Aralık 2006'da edebiyata olan katkılarından dolayı İngiliz Şövalyelik Nişanı alan McCall Smith'e Haziran 2007'de ise Edinburgh Hukuk Fakültesi tarafından Onur Ödülü verildi.
Amatör olarak fagot çalan yazar, The Really Terrible Orchestra'nın (Gerçekten Berbat Orkestrası) kurucusudur. Botswana'daki ilk opera salonu olanı Bir Numaralı Kadınlar Opera Salonu'nun açılmasına da katkıda bulundu. 2006 yayınlanan Britanya'nın sağlık politikaları ile ilgili The Future of NHS kitabının da yazarları arasındadır. McCall Smith'in eserlerindeki seri formatı akla Charles Dickens ve Armisted Maupin gibi on dokuzuncu yüzyıl yazarlarının kullandığı formatı getirir.

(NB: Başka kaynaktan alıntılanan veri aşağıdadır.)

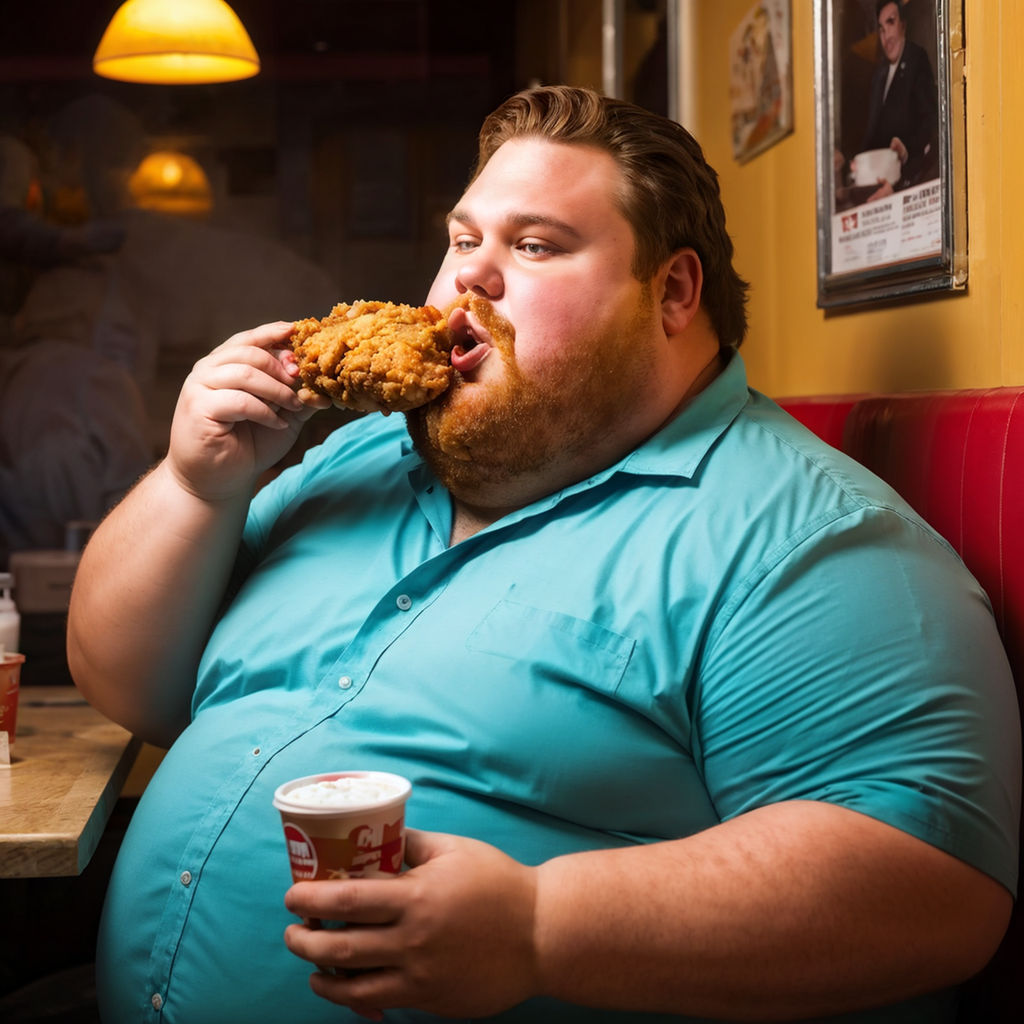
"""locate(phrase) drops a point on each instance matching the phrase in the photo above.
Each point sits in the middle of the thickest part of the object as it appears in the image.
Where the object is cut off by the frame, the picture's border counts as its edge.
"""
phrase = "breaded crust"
(372, 355)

Edinburgh,Öğle yemeklerine katılan,konserlere,resim sergilerine giden ve dikkat çekmeden hayır işlerine koşan kibarlık kumkuması hanımların merkezi. Omletlerine kattıkları chanterelle mantarları sayesinde yirmi birinci yüzyıla attıklarına inanan hanımların İsabel Dalhouse gibi hanımların.

Ama Edinburgh'un Georgian dönemine ait düzgün cephelerinin ardındaki ahlaki pusula açgözlülük, sahtekarlık, şehvet ve öldürücü arzularla dönen bir fırıldağı andırıyor, İsabel bunun farkında,işin aslı İsabel bundan zevk alıyor. Başarılı bir felsefeci ve uygulamayı Törebilim Dergisi'nin editörü olarak iyi ile kötüyü birbirinden rahatlıkla ayırt edebiliyor.



KİTABIN ANALİZİ & YORUMUM

Mart sonu ılık bir gecede İzlandalı bir müzik gurubu konser vermek üzere Edinburgh’a gelir. Konseri izlemeye roman kahramanımız Isabel’de gider. Isabel, Uygulamalı Törebilim adlı felsefe dergisinin editörlüğünü yapmaktadır. Isabel’in Cat adında  genç bir yeğeni vardır. Cat Bruntsfield’de bir mezeci dükkanı işletmektedir. Isabel’e ev işlerinde Grace adında her konuda bilgisi olan bir hizmetkâr her gün düzenli olarak temizliğe gelir. O gün tiaytro salonunda istenmeyen korkunç bir olay olur. Genç bir bey  ikinci kat balkondan aşağıya düşer. Tam düşme anında bir an Isabel, gençle göz göze gelir. Genç düşer düşmez feci şekilde can verir. Kahramanımız bu olayı bir türlü zihninden silemez.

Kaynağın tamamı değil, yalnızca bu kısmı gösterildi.